Durch die Arbeit Palms, der Lehraufträgen folgte und Forschungs- und Vortragsreisen unternahm, wurden die Eheleute wiederholt für Wochen getrennt. In diesen Zeiten schrieben sie sich. In ihren Briefen, denen sie ab der zweiten Hälfte der 1940er Jahre auch Gedichte beilegte, berichtete Domin ihrem Mann, den sie „Affe“ nannte – sie selbst war der „Hase“ –, höchst unterhaltsam von ihrem Tagesablauf, ihren Gedanken, auch ihrer Lektüre. Doch sie litt unter der Einsamkeit und der zunehmenden Entfremdung von ihrem Mann, der ihr untreu war. Während er Reisen unternahm, fühlte sie sich im „Inselkäfig“ eingesperrt. Ihr Geschenk zu Palms 39. Geburtstag ist ein Gedicht, das ihr Leiden unter der „Enge“ und die Hoffnung auf eine Rückkehr nach Europa deutlich macht.
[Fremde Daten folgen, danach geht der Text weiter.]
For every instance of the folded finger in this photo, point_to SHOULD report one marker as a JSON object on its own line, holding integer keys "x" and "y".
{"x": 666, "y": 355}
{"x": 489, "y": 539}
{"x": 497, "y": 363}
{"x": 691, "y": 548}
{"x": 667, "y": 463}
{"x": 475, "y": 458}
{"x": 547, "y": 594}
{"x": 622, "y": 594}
Das Schreiben nahm für sie in dieser Zeit eine neue Bedeutung an: „Wenn der Mensch sehr bedrückt ist, kann ihm Lyrik helfen.“ Ihr war klar, dass sie ihrem Mann, der selbst schriftstellerische Ambitionen hatte, zur Konkurrentin wurde. „Man kann nur hoffen dass der Tag fern ist wo mir ein Gedicht gelingt, das ihm besser gefällt als die eignen“, schrieb sie 1952 an einen gemeinsamen Freund.